The station opened on July 1, 1960 as KSDT, broadcasting on 1370kc; at the same time, it joined the Japan Commercial Broadcasters Association together with RBC and OTV as associate members before the reversion of Okinawa to Japan. On May 20, 1961, for the fortieth anniversary of the incorporation of Naha as a city, it aired the first professional baseball game held in Okinawa, between Nishitetsu Lions and Toei Flyers, and was broadcast nationwide on Nippon Broadcasting System. The frequency changed to 780kc on April 22, 1962, and again on November 23, 1978 to 783kHz, in compliance with the new frequency plan.

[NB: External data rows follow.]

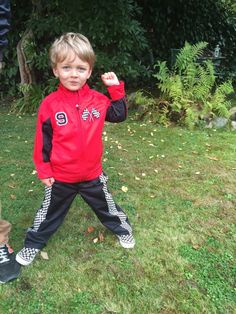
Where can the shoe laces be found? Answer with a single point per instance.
(4, 254)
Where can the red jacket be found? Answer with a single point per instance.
(68, 141)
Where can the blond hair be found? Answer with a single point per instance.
(75, 42)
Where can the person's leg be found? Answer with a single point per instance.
(98, 197)
(9, 268)
(49, 217)
(5, 228)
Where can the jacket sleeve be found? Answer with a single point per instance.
(117, 110)
(43, 144)
(4, 24)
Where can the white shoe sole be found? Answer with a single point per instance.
(22, 261)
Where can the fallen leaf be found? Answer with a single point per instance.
(44, 255)
(101, 237)
(212, 158)
(90, 229)
(95, 240)
(124, 188)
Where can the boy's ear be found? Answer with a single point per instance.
(89, 74)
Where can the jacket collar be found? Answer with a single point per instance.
(82, 91)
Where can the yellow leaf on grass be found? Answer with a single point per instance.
(101, 237)
(95, 240)
(44, 255)
(212, 158)
(90, 229)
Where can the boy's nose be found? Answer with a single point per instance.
(74, 72)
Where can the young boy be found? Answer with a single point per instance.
(68, 145)
(9, 268)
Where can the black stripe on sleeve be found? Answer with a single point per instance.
(117, 112)
(47, 140)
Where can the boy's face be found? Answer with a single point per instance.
(72, 72)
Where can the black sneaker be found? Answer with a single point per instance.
(9, 268)
(26, 256)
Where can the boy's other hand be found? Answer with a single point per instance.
(48, 182)
(109, 79)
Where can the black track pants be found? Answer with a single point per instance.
(57, 201)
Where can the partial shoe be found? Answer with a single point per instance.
(126, 241)
(26, 256)
(9, 268)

On April 27, 1997, Radio Okinawa started nationwide broadcasting via PerfecTV! (later renamed SKY PerfecTV!) channel 506 under the name Haisai! Radio 506 (はいさい!ラジオ506) at a monthly subscription of 200 yen. The channel rebroadcast much of Radio Okinawa's programming, including commercials, excluding nationwide NRN programming due to rights issues.
> The channel ceased broadcasting on September 30, 2001.

On August 1, 1998, the station moved to 864kHz. On October 2, 2017, the station started nationwide carriage again, this time on Radiko Premium, marking the first time since 2001 that the station was available outside Okinawa. The station changed its logo on March 30, 2020, in line with the 60th anniversary of the station.